Подъезжали и отъезжали разные машины, входили и выходили люди. Она
автоматически отметила, что красивый молодой, но совершенно седой человек,
выскочивший из черной «Тойоты» и забежавший в проходную часа полтора назад,
очень спешил. Именно этой непривычной для курортного города спешкой да еще,
пожалуй, ранней сединой и привлек он на секунду внимание «ореховой бабушки». Но
только на секунду. Она не видела, как седой человек вышел из проходной, не
видела, как в его отсутствие сели в черную «Тойоту» два амбала. Ее отвлекли
покупатели, большое шумное семейство с тремя детьми. Мальчишка лет двух ревел
басом на всю улицу и колотил ногами по ступеньке прогулочной коляски. Тамара
Ефимовна умела легко успокоить любого плачущего малыша. У нее имелся какой-то
свой секрет: достаточно произнести несколько смешных и ласковых слов, удивить,
переключить внимание — и ребенок успокаивался.

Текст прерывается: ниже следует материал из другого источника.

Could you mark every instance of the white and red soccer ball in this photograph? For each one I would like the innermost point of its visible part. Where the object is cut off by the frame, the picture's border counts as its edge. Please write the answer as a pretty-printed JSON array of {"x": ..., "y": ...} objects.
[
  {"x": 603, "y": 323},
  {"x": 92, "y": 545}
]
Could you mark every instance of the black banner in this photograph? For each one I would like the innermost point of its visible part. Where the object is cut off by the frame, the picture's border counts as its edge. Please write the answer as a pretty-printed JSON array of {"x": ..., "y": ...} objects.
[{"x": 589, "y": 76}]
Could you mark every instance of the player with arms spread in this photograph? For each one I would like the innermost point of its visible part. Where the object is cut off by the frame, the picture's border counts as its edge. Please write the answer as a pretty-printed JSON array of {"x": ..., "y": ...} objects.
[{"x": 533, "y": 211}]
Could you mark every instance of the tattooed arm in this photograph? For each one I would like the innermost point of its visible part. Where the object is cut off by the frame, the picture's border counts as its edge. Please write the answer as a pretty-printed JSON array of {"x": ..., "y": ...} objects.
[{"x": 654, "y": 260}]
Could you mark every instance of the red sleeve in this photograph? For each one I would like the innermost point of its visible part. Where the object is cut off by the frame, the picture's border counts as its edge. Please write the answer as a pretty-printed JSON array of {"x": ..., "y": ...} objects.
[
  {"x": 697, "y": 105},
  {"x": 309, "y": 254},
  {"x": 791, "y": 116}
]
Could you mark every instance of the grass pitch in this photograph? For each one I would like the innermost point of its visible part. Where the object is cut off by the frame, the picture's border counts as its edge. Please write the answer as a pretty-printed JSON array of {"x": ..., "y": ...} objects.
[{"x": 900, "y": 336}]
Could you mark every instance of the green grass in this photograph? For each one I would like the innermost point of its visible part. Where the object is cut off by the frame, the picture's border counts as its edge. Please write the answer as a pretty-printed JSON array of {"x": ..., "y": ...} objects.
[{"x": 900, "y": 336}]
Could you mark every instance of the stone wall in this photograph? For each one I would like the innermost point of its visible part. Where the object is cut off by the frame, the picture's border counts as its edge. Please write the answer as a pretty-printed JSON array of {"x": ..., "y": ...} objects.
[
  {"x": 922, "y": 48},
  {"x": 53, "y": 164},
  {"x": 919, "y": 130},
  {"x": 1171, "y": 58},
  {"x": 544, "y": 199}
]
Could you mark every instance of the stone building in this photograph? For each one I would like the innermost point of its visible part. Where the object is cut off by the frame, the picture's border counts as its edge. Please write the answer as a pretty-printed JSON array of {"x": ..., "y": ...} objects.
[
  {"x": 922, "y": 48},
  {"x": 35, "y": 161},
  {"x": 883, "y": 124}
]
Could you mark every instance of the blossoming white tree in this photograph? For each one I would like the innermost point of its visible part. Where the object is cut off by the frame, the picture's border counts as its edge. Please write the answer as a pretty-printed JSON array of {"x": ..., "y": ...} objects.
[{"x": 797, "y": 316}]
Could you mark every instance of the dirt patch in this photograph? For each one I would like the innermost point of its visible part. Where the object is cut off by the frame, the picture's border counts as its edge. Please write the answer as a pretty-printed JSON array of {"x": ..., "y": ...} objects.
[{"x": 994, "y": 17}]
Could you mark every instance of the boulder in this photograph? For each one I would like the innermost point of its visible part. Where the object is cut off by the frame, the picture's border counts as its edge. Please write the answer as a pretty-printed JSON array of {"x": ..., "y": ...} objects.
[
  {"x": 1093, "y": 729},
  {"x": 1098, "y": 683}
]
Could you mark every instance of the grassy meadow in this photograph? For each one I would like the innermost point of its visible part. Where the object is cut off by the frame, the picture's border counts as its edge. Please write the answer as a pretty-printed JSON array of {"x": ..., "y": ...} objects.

Некоторые семьи, отдыхавшие с
детьми, даже специально подходили к «ореховой бабушке», если ребенок начинал
заливаться.
Именно те несколько минут, в течение которых в «Тойоту» сели
два амбала, доктор выскочил из проходной и под дулом пистолета был втиснут в
«Ниву», Тамара Ефимовна успокаивала басовитого малыша. А когда он успокоился,
заулыбался и семейство с кулечками орехов удалилось, и «Тойота», и «Нива» уже
исчезли. Тамара Ефимовна не придала значения отчаянному сигналу, слышному
сквозь рев малыша. На то и машины, чтобы сигналить. Номера «Тойоты» она не
знала, доктора Ревенко никогда в глаза не видела, никаких указаний на этот счет
не получала. А Маша Кузьмина из машины не выходила, только смутный тонкошеий
силуэт с хвостиком на затылке виднелся за передним стеклом.